This year’s StAnza was one of the very best (I always say that, don’t I?), no, really, it was. There was the usual mix of good things – excellent poetry, meeting up with friends, the warm welcome, rotten weather, but this time StAnza felt very special. I don’t think I did quite as much as usual, but there was time and space to think, and write and generally focus on poetry. This year, I got to think about editing, as two poets I have edited were reading. This is John Bolland whose first collection Fallen Stock, was launched in the Innes Bookshop on Saturday.
I did get to see a lot of good poets – Menna Elfyn was the standout one for me, and John Burnside, whose work I used to love, and then not so much, seemed back on form with some excellent new work, and a speech that, while it wasn’t full of new ideas to many of us, made a rousing and unequivocal assertion of the right and power of poetry to deal with politics. There was a lot about translation, which fascinates me, though I never do as much as I think I am going to, and poets from many different countries – Colombia, Catalonia, the US, Hungary. And poetry in many different forms – plenty of performance, links with music and film, and art.
The artist Nichola Martin had an exhibition in the foyer of the Byre of still life works with literature, which included this one, featuring (right at the bottom) Haggards.
Upstairs in the Byre, artist Lindsay Turk and poet Jon Plunkett held an exhibition of artwork responding to poetry. I had the pleasure of editing this book, and Lindsay’s artwork sets it off beautifully. At the Poets’ Market on Saturday, sales of this book were brisk, and the entire first print run sold out. A new imprint is being rushed out even as you read this!

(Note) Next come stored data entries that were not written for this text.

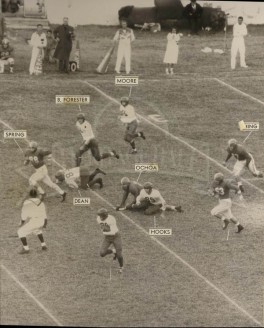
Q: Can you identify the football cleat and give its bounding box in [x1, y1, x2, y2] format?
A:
[118, 267, 123, 274]
[42, 245, 47, 251]
[222, 219, 230, 230]
[61, 192, 67, 202]
[18, 248, 30, 255]
[175, 206, 183, 213]
[139, 132, 146, 140]
[236, 224, 244, 233]
[258, 173, 263, 178]
[112, 150, 120, 159]
[129, 149, 137, 154]
[239, 185, 245, 193]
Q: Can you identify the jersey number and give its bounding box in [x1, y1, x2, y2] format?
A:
[28, 156, 39, 164]
[214, 187, 224, 195]
[65, 172, 74, 179]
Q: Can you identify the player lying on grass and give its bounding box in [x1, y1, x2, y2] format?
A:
[208, 172, 244, 233]
[75, 113, 119, 166]
[24, 141, 66, 202]
[116, 177, 143, 210]
[55, 167, 106, 190]
[97, 208, 124, 273]
[223, 139, 263, 192]
[127, 182, 183, 215]
[0, 38, 14, 73]
[119, 97, 146, 154]
[17, 187, 48, 254]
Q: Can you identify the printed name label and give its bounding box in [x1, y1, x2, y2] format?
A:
[149, 228, 172, 236]
[73, 198, 91, 205]
[238, 120, 259, 131]
[115, 76, 139, 85]
[135, 163, 159, 172]
[4, 130, 27, 139]
[56, 96, 90, 104]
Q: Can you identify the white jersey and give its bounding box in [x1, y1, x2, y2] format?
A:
[120, 104, 138, 123]
[233, 23, 247, 39]
[21, 198, 47, 221]
[30, 32, 47, 49]
[136, 188, 166, 206]
[114, 28, 135, 46]
[64, 167, 80, 188]
[97, 215, 119, 236]
[76, 120, 95, 143]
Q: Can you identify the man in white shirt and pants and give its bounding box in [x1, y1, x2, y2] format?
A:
[29, 24, 47, 75]
[114, 20, 135, 75]
[231, 16, 248, 70]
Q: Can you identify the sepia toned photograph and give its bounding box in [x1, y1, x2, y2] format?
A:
[0, 0, 263, 327]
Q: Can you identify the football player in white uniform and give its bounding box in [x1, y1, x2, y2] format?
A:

I have been to other festivals, but you quickly realise that not every festival is like StAnza! It isn’t just the vision, and the wide-ranging scope if the events, but it’s the meticulous organisation. Hosting so many events in such a short space of time, accommodating so many poets – and making sure they get where they were supposed to be at the right time is an enormous achievement, but thanks to the staff of the Byre, all the cheerful volunteers and the Herculean efforts and enthusiasm of Eleanor Livingstone and Annie Rutherford, it all flows like clockwork, and there is always an atmosphere of friendly calm and willingness to help. No detail seems to escape them and they remember everybody’s name, which would defeat me. We could not be grateful enough for the work they do!